The former immigration official pointed out that considering how the asylum program has ballooned in recent years to untold numbers, it is unsustainable for the agency to continue handling those requests without assessing fees.
Immigrants Should Not Expect Others to Pay for Their Applications
The proposed move has come under fire from Democrats and even former USCIS officials, who condemned the mulled asylum fee, with Rep. Ilhan Omar, D-Minn., who came to the US as a refugee from Somalia, vowing to fight the proposed introduction of the asylum fee.
Doug Rand, a founder of Boundless Immigration, a technology company in Seattle that helps immigrants obtain green cards and citizenship, lambasted the proposed move as “an unprecedented weaponization of government fees.”
However, Dan Cadman points out that many of the immigrants seem to find money to pay smugglers to help them “make the trek north and illegally across the US borders”. He says:
“And, while this is anecdotal, it is not lost on a lot of observers that when they have seen videoclips of the migrant caravans, many of the individuals are carrying and using smart phones.

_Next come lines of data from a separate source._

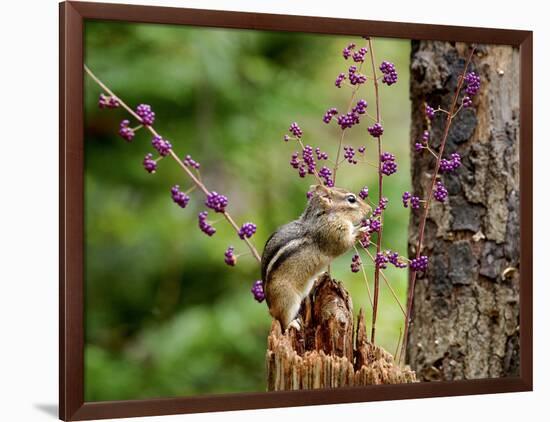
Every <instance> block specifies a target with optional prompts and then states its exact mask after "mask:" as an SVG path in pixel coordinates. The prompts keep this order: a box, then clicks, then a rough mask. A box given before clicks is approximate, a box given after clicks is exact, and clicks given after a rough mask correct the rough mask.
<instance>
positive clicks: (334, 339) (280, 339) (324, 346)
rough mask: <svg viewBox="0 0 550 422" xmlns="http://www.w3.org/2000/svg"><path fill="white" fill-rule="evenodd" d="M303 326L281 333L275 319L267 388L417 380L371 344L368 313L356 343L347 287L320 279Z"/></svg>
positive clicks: (276, 322)
mask: <svg viewBox="0 0 550 422" xmlns="http://www.w3.org/2000/svg"><path fill="white" fill-rule="evenodd" d="M300 316H301V318H302V321H303V327H302V328H301V329H300V330H299V331H297V330H296V329H294V328H290V329H289V330H288V331H287V332H286V333H284V334H283V333H282V332H281V326H280V324H279V322H278V321H273V323H272V326H271V332H270V334H269V337H268V348H267V354H266V366H267V389H268V391H276V390H298V389H312V388H332V387H343V386H360V385H369V384H398V383H406V382H415V381H416V378H415V374H414V372H413V371H411V370H410V369H409V368H407V367H405V368H400V367H399V366H398V365H394V362H393V356H392V355H391V354H389V353H387V352H386V351H384V350H383V349H382V348H379V347H377V346H373V345H372V344H370V343H369V342H368V340H367V335H366V330H365V320H364V315H363V311H362V310H360V311H359V316H358V319H357V327H356V332H355V339H354V327H353V307H352V302H351V298H350V297H349V294H348V293H347V291H346V290H345V289H344V287H343V285H342V284H341V283H339V282H337V281H335V280H332V279H331V278H330V276H329V275H328V274H325V275H323V276H321V277H320V279H319V280H318V281H317V283H316V284H315V287H314V288H313V291H312V293H311V294H310V296H309V297H308V298H307V299H306V300H305V301H304V303H303V304H302V309H301V310H300Z"/></svg>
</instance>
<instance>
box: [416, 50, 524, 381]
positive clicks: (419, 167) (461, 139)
mask: <svg viewBox="0 0 550 422" xmlns="http://www.w3.org/2000/svg"><path fill="white" fill-rule="evenodd" d="M468 50H469V46H468V45H466V44H462V43H456V44H455V43H448V42H437V41H414V42H413V44H412V53H411V86H410V95H411V100H412V109H411V110H412V128H411V143H412V145H411V154H412V157H413V161H412V166H411V168H412V169H413V171H412V180H413V186H414V192H415V194H416V195H419V196H420V197H425V195H426V189H427V186H428V181H429V178H428V177H427V176H426V175H427V174H428V175H429V174H431V172H432V171H433V166H434V161H433V158H432V157H431V156H430V154H416V153H414V152H413V151H414V143H415V142H416V140H417V139H420V137H421V136H422V132H423V131H424V129H425V120H424V113H423V110H424V102H428V104H430V105H432V106H434V107H437V106H438V105H441V106H442V107H448V105H449V104H450V102H451V100H452V96H453V93H454V90H455V87H456V84H457V78H458V75H459V73H460V72H461V71H462V69H463V67H464V57H466V55H467V54H468ZM519 63H520V57H519V51H518V49H517V48H515V47H512V46H506V45H479V46H477V52H476V54H475V56H474V59H473V62H472V65H471V68H470V69H469V70H474V71H476V72H477V73H478V74H479V75H480V76H481V90H480V92H479V94H478V95H477V96H476V97H475V98H474V106H475V107H474V108H473V109H466V110H462V111H460V113H458V114H457V116H456V118H455V120H454V121H453V124H452V126H451V130H450V132H449V137H448V139H447V143H446V146H445V154H444V155H445V156H449V155H450V154H451V153H453V152H458V153H459V154H460V155H461V156H462V166H461V167H460V168H459V169H458V171H457V173H456V174H452V175H443V176H442V180H443V183H444V184H445V186H446V187H447V189H448V191H449V198H448V201H446V202H445V203H437V202H435V203H434V204H433V205H432V207H431V209H430V212H429V215H428V221H427V224H426V232H425V242H424V249H423V250H422V254H425V255H429V256H430V266H429V269H428V272H427V273H426V274H420V275H419V276H418V277H417V282H416V288H415V296H414V306H413V314H412V324H411V326H410V330H411V331H410V336H409V338H408V344H407V357H408V360H407V362H408V363H409V364H410V365H411V367H412V368H413V369H415V370H416V372H417V375H418V377H419V379H421V380H433V381H436V380H437V381H450V380H459V379H474V378H490V377H506V376H517V375H519V353H520V350H519V344H520V342H519V336H520V333H519V309H520V308H519V300H520V297H519V271H520V268H519V257H520V250H519V246H520V244H519V229H520V225H519V81H520V78H519ZM444 120H445V116H444V115H443V114H442V113H438V114H437V115H436V117H435V118H434V120H433V121H432V134H431V137H430V144H431V147H432V148H434V149H438V148H439V145H440V144H439V143H440V142H441V138H442V132H443V128H444ZM418 223H419V213H413V214H412V219H411V223H410V230H409V254H410V256H414V254H415V253H416V244H417V239H418V238H417V236H418Z"/></svg>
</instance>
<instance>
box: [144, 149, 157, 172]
mask: <svg viewBox="0 0 550 422" xmlns="http://www.w3.org/2000/svg"><path fill="white" fill-rule="evenodd" d="M143 167H144V168H145V170H147V171H148V172H149V173H154V172H156V171H157V162H156V161H155V160H153V154H151V153H148V154H146V155H145V158H144V159H143Z"/></svg>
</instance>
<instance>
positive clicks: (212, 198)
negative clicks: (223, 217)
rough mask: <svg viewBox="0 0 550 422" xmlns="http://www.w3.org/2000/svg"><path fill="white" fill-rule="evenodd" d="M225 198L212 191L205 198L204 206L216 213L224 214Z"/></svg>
mask: <svg viewBox="0 0 550 422" xmlns="http://www.w3.org/2000/svg"><path fill="white" fill-rule="evenodd" d="M227 203H228V200H227V197H226V196H224V195H221V194H219V193H218V192H215V191H212V192H210V193H209V194H208V195H207V196H206V200H205V201H204V204H205V205H206V206H207V207H208V208H210V209H213V210H214V211H216V212H225V207H227Z"/></svg>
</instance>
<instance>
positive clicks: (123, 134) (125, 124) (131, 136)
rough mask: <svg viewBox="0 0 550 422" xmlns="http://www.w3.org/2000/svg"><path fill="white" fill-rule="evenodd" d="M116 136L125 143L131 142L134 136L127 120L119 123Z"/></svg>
mask: <svg viewBox="0 0 550 422" xmlns="http://www.w3.org/2000/svg"><path fill="white" fill-rule="evenodd" d="M118 134H119V135H120V136H121V137H122V138H123V139H124V140H126V141H127V142H132V139H134V136H136V133H135V132H134V129H132V128H131V127H130V121H129V120H123V121H122V122H120V128H119V129H118Z"/></svg>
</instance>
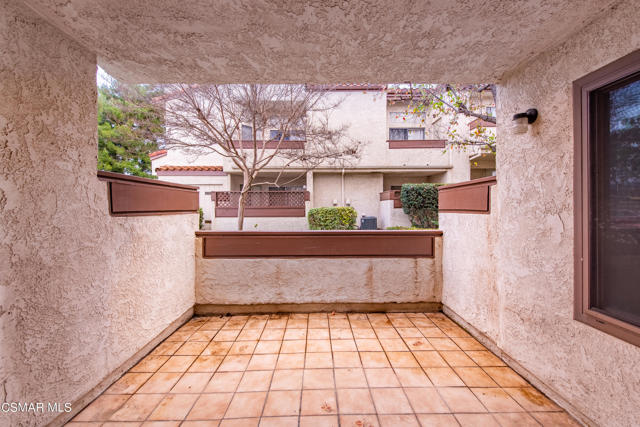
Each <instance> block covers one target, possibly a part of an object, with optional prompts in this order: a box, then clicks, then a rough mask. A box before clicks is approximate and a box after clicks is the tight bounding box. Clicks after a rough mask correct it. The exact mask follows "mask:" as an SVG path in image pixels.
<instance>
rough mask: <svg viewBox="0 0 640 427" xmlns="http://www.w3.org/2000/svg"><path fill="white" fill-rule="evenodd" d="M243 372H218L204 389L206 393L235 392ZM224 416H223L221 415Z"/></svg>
mask: <svg viewBox="0 0 640 427" xmlns="http://www.w3.org/2000/svg"><path fill="white" fill-rule="evenodd" d="M242 375H243V373H242V372H216V373H215V374H213V377H212V378H211V381H209V384H207V386H206V387H205V389H204V392H205V393H225V392H229V393H230V392H234V391H236V389H237V388H238V384H240V380H241V379H242ZM220 418H222V417H220Z"/></svg>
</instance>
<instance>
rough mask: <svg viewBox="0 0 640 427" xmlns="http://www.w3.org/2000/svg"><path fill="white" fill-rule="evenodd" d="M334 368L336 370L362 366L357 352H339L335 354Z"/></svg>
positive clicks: (359, 358)
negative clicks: (360, 362) (336, 369)
mask: <svg viewBox="0 0 640 427" xmlns="http://www.w3.org/2000/svg"><path fill="white" fill-rule="evenodd" d="M333 366H334V367H336V368H357V367H360V366H362V363H360V356H359V355H358V352H357V351H337V352H334V353H333Z"/></svg>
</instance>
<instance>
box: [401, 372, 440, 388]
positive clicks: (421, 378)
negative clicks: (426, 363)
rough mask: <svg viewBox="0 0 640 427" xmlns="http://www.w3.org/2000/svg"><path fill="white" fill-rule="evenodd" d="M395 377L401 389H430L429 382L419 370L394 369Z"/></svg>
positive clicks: (429, 384)
mask: <svg viewBox="0 0 640 427" xmlns="http://www.w3.org/2000/svg"><path fill="white" fill-rule="evenodd" d="M394 371H395V373H396V377H398V380H399V381H400V384H401V385H402V387H431V386H432V384H431V381H429V378H427V375H426V374H425V373H424V371H423V370H422V369H420V368H396V369H394Z"/></svg>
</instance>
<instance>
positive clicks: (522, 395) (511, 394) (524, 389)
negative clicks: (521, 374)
mask: <svg viewBox="0 0 640 427" xmlns="http://www.w3.org/2000/svg"><path fill="white" fill-rule="evenodd" d="M504 391H506V392H507V393H508V394H509V395H510V396H511V397H512V398H513V399H514V400H515V401H516V402H518V403H519V404H520V406H522V407H523V408H524V409H525V411H531V412H544V411H560V410H561V409H560V407H558V405H556V404H555V403H553V402H552V401H551V400H549V399H547V398H546V397H545V396H544V395H543V394H542V393H540V392H539V391H538V390H536V389H534V388H533V387H522V388H505V389H504Z"/></svg>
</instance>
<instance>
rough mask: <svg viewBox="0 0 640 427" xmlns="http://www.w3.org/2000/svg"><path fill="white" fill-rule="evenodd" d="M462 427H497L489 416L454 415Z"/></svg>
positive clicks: (490, 414) (495, 420)
mask: <svg viewBox="0 0 640 427" xmlns="http://www.w3.org/2000/svg"><path fill="white" fill-rule="evenodd" d="M455 417H456V419H457V420H458V422H459V423H460V425H461V426H462V427H499V426H500V424H498V422H497V421H496V419H495V418H493V416H492V415H491V414H455Z"/></svg>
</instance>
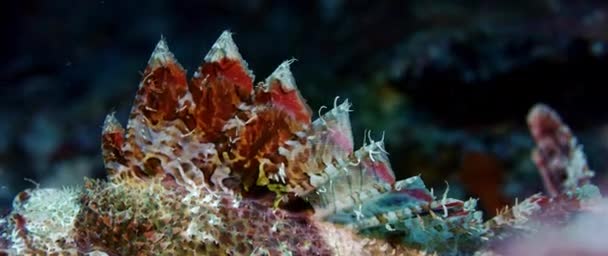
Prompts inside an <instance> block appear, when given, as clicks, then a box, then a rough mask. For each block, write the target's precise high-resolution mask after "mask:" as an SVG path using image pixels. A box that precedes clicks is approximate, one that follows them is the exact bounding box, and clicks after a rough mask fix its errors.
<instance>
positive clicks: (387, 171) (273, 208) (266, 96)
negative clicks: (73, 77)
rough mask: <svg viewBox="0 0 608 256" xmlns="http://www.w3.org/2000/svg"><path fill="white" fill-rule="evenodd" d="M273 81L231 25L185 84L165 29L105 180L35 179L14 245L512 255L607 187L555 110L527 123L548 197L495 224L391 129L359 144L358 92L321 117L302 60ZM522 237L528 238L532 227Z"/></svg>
mask: <svg viewBox="0 0 608 256" xmlns="http://www.w3.org/2000/svg"><path fill="white" fill-rule="evenodd" d="M292 62H293V61H286V62H283V63H282V64H280V65H279V66H278V67H277V69H276V70H275V71H274V72H273V73H272V74H271V75H270V76H269V77H268V78H266V79H265V80H264V81H263V82H259V83H258V84H254V77H253V73H252V72H251V71H250V70H249V69H248V66H247V63H246V62H245V61H244V60H243V59H242V57H241V55H240V53H239V51H238V48H237V47H236V45H235V44H234V42H233V40H232V36H231V34H230V32H224V33H222V35H221V36H220V37H219V39H218V40H217V41H216V42H215V44H214V45H213V46H212V47H211V50H210V51H209V53H208V54H207V55H206V56H205V58H204V62H203V64H201V66H200V67H199V68H198V69H197V70H196V71H195V72H194V74H193V77H192V78H191V79H190V80H188V79H187V77H186V71H185V70H184V69H183V68H182V66H181V65H180V64H179V63H178V62H177V60H176V59H175V57H174V55H173V54H172V53H171V52H170V51H169V48H168V46H167V44H166V42H165V40H164V39H161V40H160V42H159V43H158V44H157V46H156V48H155V49H154V51H153V53H152V56H151V58H150V60H149V61H148V65H147V67H146V69H145V70H144V72H143V79H142V81H141V83H140V85H139V88H138V91H137V94H136V97H135V101H134V104H133V107H132V109H131V113H130V115H129V120H128V123H127V126H126V129H125V128H123V127H122V126H121V124H120V122H119V121H118V120H117V119H116V118H115V117H114V115H113V114H110V115H108V116H107V118H106V120H105V122H104V125H103V130H102V136H101V137H102V139H101V141H102V155H103V160H104V165H105V168H106V170H107V173H108V179H107V181H102V180H94V179H92V180H87V181H86V182H85V185H84V187H83V188H79V189H75V188H65V189H43V188H35V189H31V190H27V191H24V192H22V193H21V194H19V195H18V196H17V197H16V198H15V200H14V202H13V209H12V211H11V212H10V213H8V214H7V215H6V216H5V217H3V218H2V219H0V249H1V250H2V253H4V254H8V255H23V254H52V255H62V254H69V255H77V254H88V255H344V254H351V255H425V254H427V253H431V254H432V253H437V254H441V255H462V254H474V253H477V254H480V255H481V254H501V253H504V254H509V253H510V251H508V250H507V249H505V247H504V246H505V245H508V244H510V243H514V241H517V239H522V238H521V237H526V236H529V235H530V234H534V233H538V232H540V230H543V227H554V228H559V227H560V226H564V225H566V224H567V223H569V222H571V220H572V219H573V218H574V217H575V216H576V215H577V214H579V213H582V212H585V213H586V212H593V209H594V208H593V206H594V205H597V202H598V201H599V199H600V198H601V196H600V195H599V190H598V189H597V188H596V187H595V186H593V185H592V184H590V183H589V178H590V177H591V176H592V173H593V172H591V171H590V170H589V168H588V167H587V163H586V159H585V156H584V154H583V153H582V150H581V147H580V146H579V145H578V144H577V141H576V139H575V138H574V136H573V135H572V134H571V132H570V130H569V129H568V127H567V126H566V125H565V124H564V123H563V122H562V121H561V120H560V118H559V116H557V114H555V113H554V112H553V111H552V110H551V109H550V108H548V107H546V106H544V105H538V106H535V107H533V109H532V110H531V112H530V115H529V118H528V122H529V125H530V129H531V131H532V134H533V136H534V138H535V140H536V141H537V144H538V148H537V149H536V150H535V151H534V160H535V162H536V164H537V166H538V168H539V169H540V171H541V174H542V176H543V178H544V181H545V186H546V188H547V191H548V194H547V195H542V194H536V195H533V196H532V197H530V198H528V199H525V200H524V201H522V202H521V203H518V204H516V205H515V206H513V207H511V208H505V209H504V210H503V211H501V212H500V213H499V214H498V215H497V216H496V217H494V218H492V219H490V220H489V221H487V222H486V223H484V222H483V219H482V213H481V212H480V211H477V210H476V200H475V199H469V200H467V201H461V200H458V199H453V198H449V197H448V190H446V191H445V193H443V194H442V195H441V196H436V195H435V194H434V192H433V190H432V189H428V188H427V187H426V186H425V184H424V183H423V182H422V178H421V177H420V176H414V177H410V178H407V179H403V180H397V179H396V177H395V174H394V173H393V170H392V168H391V165H390V162H389V160H388V153H387V152H386V150H385V148H384V137H382V138H381V139H379V140H376V139H374V138H372V136H371V132H368V133H367V134H365V136H364V140H363V145H362V146H361V148H359V149H357V150H355V145H354V142H353V136H352V131H351V124H350V119H349V112H350V111H351V110H350V106H351V105H350V103H349V102H348V101H343V102H342V103H339V99H338V98H336V99H335V101H334V104H333V105H334V106H333V108H332V109H331V110H328V111H326V112H325V113H323V114H321V112H322V110H323V108H321V110H320V111H319V112H320V113H319V117H318V118H317V119H316V120H314V121H313V120H312V116H313V111H311V109H310V107H308V105H307V104H306V102H305V100H304V99H303V98H302V96H301V95H300V93H299V91H298V89H297V86H296V83H295V79H294V77H293V75H292V74H291V71H290V69H289V67H290V64H292ZM524 239H525V238H524Z"/></svg>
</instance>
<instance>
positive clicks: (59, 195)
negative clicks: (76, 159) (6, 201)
mask: <svg viewBox="0 0 608 256" xmlns="http://www.w3.org/2000/svg"><path fill="white" fill-rule="evenodd" d="M24 193H26V195H24V197H25V198H19V197H18V198H16V199H15V201H14V202H13V209H14V210H13V213H15V214H18V215H19V216H22V217H23V218H24V219H25V220H27V221H26V222H25V225H24V228H25V229H26V230H27V232H28V233H29V234H30V235H29V239H28V240H29V241H26V240H24V239H23V238H21V237H20V235H19V232H13V234H12V236H13V238H14V240H13V241H18V243H14V244H13V249H15V250H16V252H17V253H19V252H20V251H21V250H22V249H23V248H25V244H24V243H31V246H32V247H35V248H39V249H42V250H46V251H47V252H61V251H63V250H64V249H65V245H66V244H72V243H73V242H74V241H73V240H67V241H66V239H70V238H72V237H74V236H73V234H72V233H73V232H74V221H75V220H76V216H77V215H78V212H79V211H80V207H81V205H80V202H79V198H80V190H79V189H74V188H63V189H54V188H45V189H33V190H31V191H28V192H24Z"/></svg>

It seems reasonable that if they have the cash for smugglers and high tech gear, they should expect to pay for the applications that they file instead of expecting others to subsidize those costs.”
The fee hike comes as on 12 November the Supreme Court will hear a suite of cases challenging the Trump Administration’s decision to cancel DACA.
Plans to phase out were announced by the Trump administration on 5 September 2017, with the phase-out put on hold by several courts.
Current proposals tie in with a series of measures that the administration has put forward over the summer aimed at tightening guidance about whether immigrants who are deemed likely to be reliant on welfare, using government benefit programs like food stamps and subsidized housing, should be granted green cards.
Last month, the administration said it would deny visas to immigrants who cannot prove they will have health insurance or the ability to pay for medical costs once they become permanent residents of the United States.
Both rules have been blocked by federal judges in recent weeks as legal challenges play out.